Товарищ майор, я стерпел бы это от вас, но наглого щенка решил поставить на место.

— Через тридцать лет вы сделаете то же самое. И с куда меньшим успехом.

— Это почему?

— Вы не умеете смотреть на себя со стороны.

— За тридцать-то лет, наверное, научусь.

— Не научитесь, если продолжите считать себя умнее всех.

— Но это не я считаю, — оскорблённо сказал он. — Это объективная данность.

У него хватило (действительно) ума засмеяться вместе со мной.

Потом он сказал:

— Помните, вы жаловались? Досаждал вам один, в парке привязался? Расспрашивал обо мне? Он вас больше не побеспокоит.

— Вы уверены?

— Гарантирую.

Даже смерть не гарантирует ничего; но этого я говорить не стал. Что толку?

— Значит, вы пришли к соглашению?

— Это стало не актуально.

Вот так вот, подумал я, они столковались. И глупо было рассчитывать, что не столкуются. Такие всегда приходят к консенсусу. (Как-то незаметно исчезло это отвратительное выражение, а ведь в каком было ходу.)

Тут, товарищ майор, я должен был достать из-за пазухи кривой нож — ятаган! — и вонзить негодяю в его коварное сердце.

Я и вонзил.

— Это правда, что вы женитесь? — спросил я.

— Женюсь?!

Эта мысль явно была для него внове и ужаснула. Ужаснулся и я: ведь получалось, что узколицый меня обманул, и впустую, следовательно, совершено было (как ни взгляни) преступление, соучастие в краже.

(В тот горячий июльский день, нечёткий, пышущий от камней, от асфальта серо-сизым жаром, в нашу последнюю встречу — каким образом, думаю я теперь, придумали мы пить посреди такой жары и истомы водку; инфернальное в этом что-то было, как и в серо-сизом дрожании марева над камнями, — в тот день вы промеж прочего сказали, что соучастник всегда выглядит смешнее, глупее и безвольнее организатора. Как могла зайти об этом речь посреди, как я твёрдо запомнил, разговора о пустяках? Может быть, и не вы это были, а ваш голос в моей голове, из-за стены явных слов пытавшийся пробиться с другими совсем словами.)

— Ничего подобного! Кто вам это сказал?

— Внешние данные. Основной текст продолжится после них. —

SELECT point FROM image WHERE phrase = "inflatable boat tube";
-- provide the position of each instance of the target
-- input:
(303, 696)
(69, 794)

Штык сказал?

— Удачное прозвище.

Ах, дорого бы он дал — по лицу было видно, — чтобы не проговориться. Проговорился, да ещё показал, как это для него важно.

(А вы, товарищ майор? Проговорились или не проговорились в тот последний раз, сказав: «Знаете ли вы, А. Л., что такое присяга? Это когда приказ тебе отдаёт предатель, и ты его всё равно выполняешь». Я навострил, разумеется, уши — я ведь сразу подумал о том молодом человеке, — но вы-то думали не о нём, не о прошлом, а о чёрных бедах будущего. Никаких признаний я не услышал, чему был малодушно рад.)

— Ну и над чем вы смеётесь?

— Над «чем»? Вы уверены, что над чем, а не над кем?

Так и вспыхнул, голубчик; и в сердце своём, возможно, пообещал себе меня убить. Очень мне жаль, что не того калибра молодой человек.

Я рад, что умру, так и не разглядев того, что под носом; провожаемый в мир иной порождениями собственной фантазии. Они оказались терпеливее и добрее прототипов, не говоря уже о том, что не состарились. Возможно, товарищ майор, вы были бы безмерно удивлены, опознав себя в трагической и зловещей фигуре, и всё же считаю, что не сильно преувеличил. Вы незаурядный человек (этого я не придумал), и вы попали в обстоятельства, вынуждавшие к действию. Пусть вы не оставили следа в истории страны — может быть, даже в истории вашей собственной корпорации, — след всё-таки остался. Следы всегда остаются. Их никто не видит, но они есть.